Preis des Österreichischen Journalistinnenkongress geht an stellvertretende „profil“-Chefredakteurin

Eva Linsinger erhielt für ihre bisherige Präsenz, ihr Lebenswerk und ihre Vorbildfunktion für andere Frauen, sich im Medienbereich durchzusetzen, die goldene „Medienlöwin“. Die Freude der „profil“-Chefredakteurin über den Preis war groß: „Ich habe ehrlich nicht damit gerechnet. Eine Nominierung wäre schon Ehre genug gewesen.“ In ihrer Dankesrede sprach sie über das gegenwärtige Glaubwürdigkeitsproblem des österreichischen Journalismus, das durch die Inseratenaffäre befeuert wurde. „Es werden Unsummen für freihändig vergebene Inserate gezahlt, die an Kriterien gebundene Presseförderung ist dagegen lächerlich niedrig“, bemängelte sie.

Klare Message

„Die jeweiligen Machthaber werden gerne adoriert – manchmal bis zur Grenze der Lächerlichkeit“, so Linsinger.
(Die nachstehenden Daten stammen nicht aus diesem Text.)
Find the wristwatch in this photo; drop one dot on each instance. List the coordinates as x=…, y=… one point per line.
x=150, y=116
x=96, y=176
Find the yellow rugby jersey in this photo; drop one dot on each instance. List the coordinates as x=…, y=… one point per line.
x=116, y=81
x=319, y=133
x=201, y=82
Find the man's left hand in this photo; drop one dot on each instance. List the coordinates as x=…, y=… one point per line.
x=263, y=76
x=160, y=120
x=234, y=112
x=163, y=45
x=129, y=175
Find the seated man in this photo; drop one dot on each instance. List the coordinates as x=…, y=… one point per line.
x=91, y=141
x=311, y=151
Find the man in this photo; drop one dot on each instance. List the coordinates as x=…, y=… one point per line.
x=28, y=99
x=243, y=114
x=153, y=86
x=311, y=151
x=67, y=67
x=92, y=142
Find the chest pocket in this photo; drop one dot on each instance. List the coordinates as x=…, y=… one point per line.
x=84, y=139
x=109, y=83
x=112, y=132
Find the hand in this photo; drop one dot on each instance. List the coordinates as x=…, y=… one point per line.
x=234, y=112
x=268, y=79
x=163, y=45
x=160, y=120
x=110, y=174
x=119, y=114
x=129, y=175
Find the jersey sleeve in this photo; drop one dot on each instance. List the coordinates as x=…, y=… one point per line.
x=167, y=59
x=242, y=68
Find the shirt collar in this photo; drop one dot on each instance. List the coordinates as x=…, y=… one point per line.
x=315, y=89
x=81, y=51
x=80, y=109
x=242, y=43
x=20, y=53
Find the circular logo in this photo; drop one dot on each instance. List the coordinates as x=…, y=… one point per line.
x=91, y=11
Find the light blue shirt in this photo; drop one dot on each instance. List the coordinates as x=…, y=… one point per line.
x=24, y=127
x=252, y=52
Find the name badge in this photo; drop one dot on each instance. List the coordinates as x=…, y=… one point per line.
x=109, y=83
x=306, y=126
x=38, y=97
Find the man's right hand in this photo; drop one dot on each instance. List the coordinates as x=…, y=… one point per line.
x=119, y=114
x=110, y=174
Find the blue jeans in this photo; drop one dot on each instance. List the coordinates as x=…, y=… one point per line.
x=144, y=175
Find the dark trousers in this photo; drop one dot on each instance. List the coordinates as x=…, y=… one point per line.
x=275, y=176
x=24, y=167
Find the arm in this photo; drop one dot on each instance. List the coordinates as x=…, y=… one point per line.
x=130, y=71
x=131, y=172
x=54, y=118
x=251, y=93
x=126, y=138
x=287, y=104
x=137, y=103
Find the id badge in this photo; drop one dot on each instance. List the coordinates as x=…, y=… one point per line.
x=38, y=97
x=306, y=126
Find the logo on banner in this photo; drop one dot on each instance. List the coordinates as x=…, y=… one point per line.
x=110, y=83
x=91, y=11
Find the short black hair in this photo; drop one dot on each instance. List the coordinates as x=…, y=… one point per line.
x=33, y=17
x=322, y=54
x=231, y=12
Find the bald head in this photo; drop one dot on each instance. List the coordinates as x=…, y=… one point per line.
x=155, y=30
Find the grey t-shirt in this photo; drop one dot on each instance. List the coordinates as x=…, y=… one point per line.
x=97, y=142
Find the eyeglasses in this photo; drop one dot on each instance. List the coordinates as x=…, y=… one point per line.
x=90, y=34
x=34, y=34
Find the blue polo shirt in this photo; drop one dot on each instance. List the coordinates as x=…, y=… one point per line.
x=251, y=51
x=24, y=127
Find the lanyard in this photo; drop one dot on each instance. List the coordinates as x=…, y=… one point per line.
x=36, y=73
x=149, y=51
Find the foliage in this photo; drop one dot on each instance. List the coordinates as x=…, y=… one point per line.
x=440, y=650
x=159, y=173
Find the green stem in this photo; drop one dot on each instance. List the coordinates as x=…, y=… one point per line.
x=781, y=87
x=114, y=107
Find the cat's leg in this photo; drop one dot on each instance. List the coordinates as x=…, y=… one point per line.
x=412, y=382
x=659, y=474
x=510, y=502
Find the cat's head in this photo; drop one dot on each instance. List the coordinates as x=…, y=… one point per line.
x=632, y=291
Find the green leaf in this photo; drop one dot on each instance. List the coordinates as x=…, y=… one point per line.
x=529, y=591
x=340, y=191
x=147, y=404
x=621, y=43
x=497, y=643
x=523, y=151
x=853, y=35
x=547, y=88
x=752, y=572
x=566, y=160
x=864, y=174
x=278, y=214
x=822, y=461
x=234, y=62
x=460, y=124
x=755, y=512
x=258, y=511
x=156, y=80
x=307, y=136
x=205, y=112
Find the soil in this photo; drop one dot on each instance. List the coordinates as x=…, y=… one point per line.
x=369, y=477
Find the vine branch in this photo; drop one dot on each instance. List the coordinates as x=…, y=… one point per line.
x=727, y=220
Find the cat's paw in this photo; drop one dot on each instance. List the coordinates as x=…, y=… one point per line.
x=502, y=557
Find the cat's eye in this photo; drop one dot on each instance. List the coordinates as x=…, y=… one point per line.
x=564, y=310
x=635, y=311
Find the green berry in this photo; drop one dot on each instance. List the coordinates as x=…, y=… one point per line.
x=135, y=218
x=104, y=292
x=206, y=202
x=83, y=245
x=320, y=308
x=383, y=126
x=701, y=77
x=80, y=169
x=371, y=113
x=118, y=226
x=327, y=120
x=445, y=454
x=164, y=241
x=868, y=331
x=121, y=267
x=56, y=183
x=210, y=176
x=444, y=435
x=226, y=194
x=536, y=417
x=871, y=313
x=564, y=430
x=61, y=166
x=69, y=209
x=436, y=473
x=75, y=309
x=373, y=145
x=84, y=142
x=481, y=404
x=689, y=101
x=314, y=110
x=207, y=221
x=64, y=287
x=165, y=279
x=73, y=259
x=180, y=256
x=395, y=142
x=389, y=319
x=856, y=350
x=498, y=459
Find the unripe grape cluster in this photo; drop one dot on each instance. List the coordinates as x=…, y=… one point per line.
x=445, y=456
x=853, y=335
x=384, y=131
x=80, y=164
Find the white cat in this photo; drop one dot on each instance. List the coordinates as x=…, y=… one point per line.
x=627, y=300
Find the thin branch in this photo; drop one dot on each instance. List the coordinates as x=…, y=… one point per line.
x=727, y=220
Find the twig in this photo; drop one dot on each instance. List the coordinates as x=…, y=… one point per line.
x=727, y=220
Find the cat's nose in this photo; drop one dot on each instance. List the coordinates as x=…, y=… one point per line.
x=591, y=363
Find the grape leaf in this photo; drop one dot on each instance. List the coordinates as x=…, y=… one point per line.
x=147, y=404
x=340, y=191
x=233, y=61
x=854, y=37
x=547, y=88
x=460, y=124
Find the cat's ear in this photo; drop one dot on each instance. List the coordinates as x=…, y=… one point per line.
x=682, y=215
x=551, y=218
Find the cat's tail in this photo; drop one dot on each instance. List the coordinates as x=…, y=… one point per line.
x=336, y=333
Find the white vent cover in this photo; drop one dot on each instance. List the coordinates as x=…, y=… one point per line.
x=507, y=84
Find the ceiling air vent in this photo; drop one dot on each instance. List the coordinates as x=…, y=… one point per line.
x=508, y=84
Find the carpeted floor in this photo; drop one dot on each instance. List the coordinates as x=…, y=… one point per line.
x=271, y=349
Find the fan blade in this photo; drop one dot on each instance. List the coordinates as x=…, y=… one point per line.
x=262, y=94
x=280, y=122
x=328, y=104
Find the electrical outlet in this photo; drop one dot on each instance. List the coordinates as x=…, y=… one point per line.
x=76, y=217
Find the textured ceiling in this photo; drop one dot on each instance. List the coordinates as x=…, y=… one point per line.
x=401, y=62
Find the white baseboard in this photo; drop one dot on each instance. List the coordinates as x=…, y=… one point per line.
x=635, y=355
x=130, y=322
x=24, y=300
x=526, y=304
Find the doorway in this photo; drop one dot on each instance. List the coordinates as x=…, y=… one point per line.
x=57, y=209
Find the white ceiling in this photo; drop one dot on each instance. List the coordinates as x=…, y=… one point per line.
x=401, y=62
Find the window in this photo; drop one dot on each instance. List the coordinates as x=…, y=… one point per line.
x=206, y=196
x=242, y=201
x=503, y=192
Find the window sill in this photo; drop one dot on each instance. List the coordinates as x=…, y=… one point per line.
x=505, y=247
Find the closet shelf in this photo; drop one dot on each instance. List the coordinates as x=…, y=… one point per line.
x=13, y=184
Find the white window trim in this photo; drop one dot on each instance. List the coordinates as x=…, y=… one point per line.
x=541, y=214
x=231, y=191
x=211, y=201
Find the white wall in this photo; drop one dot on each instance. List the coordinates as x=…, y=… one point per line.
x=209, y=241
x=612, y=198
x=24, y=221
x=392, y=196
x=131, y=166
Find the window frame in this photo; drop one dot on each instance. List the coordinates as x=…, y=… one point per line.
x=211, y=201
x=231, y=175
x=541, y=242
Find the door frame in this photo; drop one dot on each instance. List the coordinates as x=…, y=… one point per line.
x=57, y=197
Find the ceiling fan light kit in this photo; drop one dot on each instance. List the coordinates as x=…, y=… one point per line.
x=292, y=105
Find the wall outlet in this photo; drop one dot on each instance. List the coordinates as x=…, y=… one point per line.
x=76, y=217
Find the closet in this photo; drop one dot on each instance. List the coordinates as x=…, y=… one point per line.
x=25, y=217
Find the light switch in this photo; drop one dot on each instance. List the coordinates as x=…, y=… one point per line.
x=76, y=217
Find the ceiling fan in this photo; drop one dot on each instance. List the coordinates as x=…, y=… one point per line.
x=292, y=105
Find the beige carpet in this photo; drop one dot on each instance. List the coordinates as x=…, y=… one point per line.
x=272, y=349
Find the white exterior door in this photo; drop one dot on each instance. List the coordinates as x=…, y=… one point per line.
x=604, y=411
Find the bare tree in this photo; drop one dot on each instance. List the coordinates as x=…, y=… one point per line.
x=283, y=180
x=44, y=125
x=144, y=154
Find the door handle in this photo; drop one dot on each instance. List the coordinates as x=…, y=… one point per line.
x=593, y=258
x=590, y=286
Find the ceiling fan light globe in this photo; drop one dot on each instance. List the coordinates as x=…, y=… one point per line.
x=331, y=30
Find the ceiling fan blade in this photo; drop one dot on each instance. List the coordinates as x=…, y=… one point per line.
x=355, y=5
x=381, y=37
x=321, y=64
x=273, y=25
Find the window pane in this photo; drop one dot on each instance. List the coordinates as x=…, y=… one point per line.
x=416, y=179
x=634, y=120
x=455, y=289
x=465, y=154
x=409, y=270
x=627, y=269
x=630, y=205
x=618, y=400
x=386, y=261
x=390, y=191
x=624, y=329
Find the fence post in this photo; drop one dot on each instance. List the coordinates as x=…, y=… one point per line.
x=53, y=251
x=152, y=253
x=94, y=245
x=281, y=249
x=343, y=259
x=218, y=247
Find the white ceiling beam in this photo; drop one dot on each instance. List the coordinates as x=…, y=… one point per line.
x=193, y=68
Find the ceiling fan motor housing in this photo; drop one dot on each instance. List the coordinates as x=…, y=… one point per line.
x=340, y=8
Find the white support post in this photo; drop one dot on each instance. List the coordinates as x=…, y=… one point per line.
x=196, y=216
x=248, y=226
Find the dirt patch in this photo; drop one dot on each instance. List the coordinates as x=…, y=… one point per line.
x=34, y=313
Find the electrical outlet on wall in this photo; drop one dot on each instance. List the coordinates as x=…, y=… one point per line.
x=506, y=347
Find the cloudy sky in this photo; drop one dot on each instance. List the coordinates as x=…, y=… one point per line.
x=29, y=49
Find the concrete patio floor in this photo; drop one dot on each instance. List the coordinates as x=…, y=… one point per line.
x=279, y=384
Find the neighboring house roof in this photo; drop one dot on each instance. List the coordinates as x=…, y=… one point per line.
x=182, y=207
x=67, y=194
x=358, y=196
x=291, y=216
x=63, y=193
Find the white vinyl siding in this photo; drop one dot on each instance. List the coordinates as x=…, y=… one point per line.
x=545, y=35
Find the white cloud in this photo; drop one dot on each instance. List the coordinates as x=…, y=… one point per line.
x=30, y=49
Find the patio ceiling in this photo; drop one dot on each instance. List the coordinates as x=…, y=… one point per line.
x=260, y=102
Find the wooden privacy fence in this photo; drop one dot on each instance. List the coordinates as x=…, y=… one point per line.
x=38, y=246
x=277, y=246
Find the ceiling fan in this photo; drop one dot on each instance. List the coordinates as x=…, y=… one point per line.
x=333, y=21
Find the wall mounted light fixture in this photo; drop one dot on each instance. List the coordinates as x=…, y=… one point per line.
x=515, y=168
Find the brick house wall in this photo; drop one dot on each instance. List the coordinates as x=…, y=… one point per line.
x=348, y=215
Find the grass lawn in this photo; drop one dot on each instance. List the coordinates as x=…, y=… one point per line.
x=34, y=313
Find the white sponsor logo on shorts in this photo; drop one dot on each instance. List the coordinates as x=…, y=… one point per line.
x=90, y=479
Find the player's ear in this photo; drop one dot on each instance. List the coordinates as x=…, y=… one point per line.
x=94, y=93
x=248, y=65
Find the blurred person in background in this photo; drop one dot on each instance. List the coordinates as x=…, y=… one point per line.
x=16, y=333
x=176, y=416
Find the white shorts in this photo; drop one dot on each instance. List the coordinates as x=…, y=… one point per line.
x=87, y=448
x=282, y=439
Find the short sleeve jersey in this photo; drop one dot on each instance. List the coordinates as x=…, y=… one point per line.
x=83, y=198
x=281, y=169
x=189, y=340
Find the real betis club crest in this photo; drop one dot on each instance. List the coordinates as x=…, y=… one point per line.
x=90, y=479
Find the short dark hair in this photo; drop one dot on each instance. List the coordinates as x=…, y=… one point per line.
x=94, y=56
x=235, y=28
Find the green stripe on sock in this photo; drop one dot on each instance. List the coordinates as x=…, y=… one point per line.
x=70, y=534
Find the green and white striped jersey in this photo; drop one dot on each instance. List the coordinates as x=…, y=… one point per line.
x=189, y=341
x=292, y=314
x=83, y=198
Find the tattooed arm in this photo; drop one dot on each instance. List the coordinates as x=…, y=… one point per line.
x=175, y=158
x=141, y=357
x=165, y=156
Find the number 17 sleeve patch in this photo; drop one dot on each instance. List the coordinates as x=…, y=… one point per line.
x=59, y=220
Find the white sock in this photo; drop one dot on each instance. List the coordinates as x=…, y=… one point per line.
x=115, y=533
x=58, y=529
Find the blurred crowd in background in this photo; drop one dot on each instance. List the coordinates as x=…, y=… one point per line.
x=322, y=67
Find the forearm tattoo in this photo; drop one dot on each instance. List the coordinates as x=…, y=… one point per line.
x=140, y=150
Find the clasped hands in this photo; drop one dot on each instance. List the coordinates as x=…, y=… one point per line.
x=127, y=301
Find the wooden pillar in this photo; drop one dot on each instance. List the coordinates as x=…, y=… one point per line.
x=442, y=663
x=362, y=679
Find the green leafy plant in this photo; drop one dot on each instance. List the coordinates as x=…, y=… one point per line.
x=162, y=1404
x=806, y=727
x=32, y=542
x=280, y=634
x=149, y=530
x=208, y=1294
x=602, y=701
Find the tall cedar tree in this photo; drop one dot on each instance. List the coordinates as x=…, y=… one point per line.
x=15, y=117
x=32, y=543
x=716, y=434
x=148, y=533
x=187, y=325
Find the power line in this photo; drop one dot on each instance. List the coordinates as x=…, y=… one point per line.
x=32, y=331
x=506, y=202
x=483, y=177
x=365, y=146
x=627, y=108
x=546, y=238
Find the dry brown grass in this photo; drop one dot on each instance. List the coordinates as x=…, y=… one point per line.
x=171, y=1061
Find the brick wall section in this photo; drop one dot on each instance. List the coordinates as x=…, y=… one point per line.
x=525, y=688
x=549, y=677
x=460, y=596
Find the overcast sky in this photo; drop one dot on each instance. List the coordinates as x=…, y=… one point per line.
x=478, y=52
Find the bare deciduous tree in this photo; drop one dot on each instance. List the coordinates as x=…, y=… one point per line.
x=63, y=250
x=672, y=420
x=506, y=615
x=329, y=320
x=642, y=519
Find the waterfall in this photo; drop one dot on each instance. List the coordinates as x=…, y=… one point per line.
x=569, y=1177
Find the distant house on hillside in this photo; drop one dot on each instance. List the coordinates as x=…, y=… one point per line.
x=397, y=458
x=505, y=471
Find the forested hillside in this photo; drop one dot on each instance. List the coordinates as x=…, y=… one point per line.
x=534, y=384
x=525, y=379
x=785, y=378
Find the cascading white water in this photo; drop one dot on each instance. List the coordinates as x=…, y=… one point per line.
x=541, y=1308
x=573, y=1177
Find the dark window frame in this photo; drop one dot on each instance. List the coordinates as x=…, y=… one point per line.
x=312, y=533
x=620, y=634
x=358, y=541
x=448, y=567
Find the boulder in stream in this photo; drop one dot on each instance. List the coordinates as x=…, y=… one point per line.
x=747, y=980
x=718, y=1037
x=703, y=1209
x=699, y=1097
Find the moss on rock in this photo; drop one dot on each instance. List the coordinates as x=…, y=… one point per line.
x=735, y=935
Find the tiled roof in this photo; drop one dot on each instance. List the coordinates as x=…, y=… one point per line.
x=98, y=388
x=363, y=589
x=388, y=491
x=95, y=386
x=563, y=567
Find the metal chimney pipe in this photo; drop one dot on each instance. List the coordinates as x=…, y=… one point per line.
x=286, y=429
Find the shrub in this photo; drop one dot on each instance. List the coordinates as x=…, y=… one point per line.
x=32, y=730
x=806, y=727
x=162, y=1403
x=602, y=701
Mächtige Personen sollten kritisch beleuchtet werden, denn erst Macht eröffne die Gelegenheit zu Machtmissbrauch. Es liege an den Journalistinnen und Journalisten, die Glaubwürdigkeit wiederherzustellen und die jetzige Krise für einen Neustart zu nützen. „Guter Journalismus kann sich Käuflichkeit und Verhaberung nicht leisten. Dafür werde ich kämpfen wie eine Löwin“, so die prämierte Journalistin abschließend. APA/RED.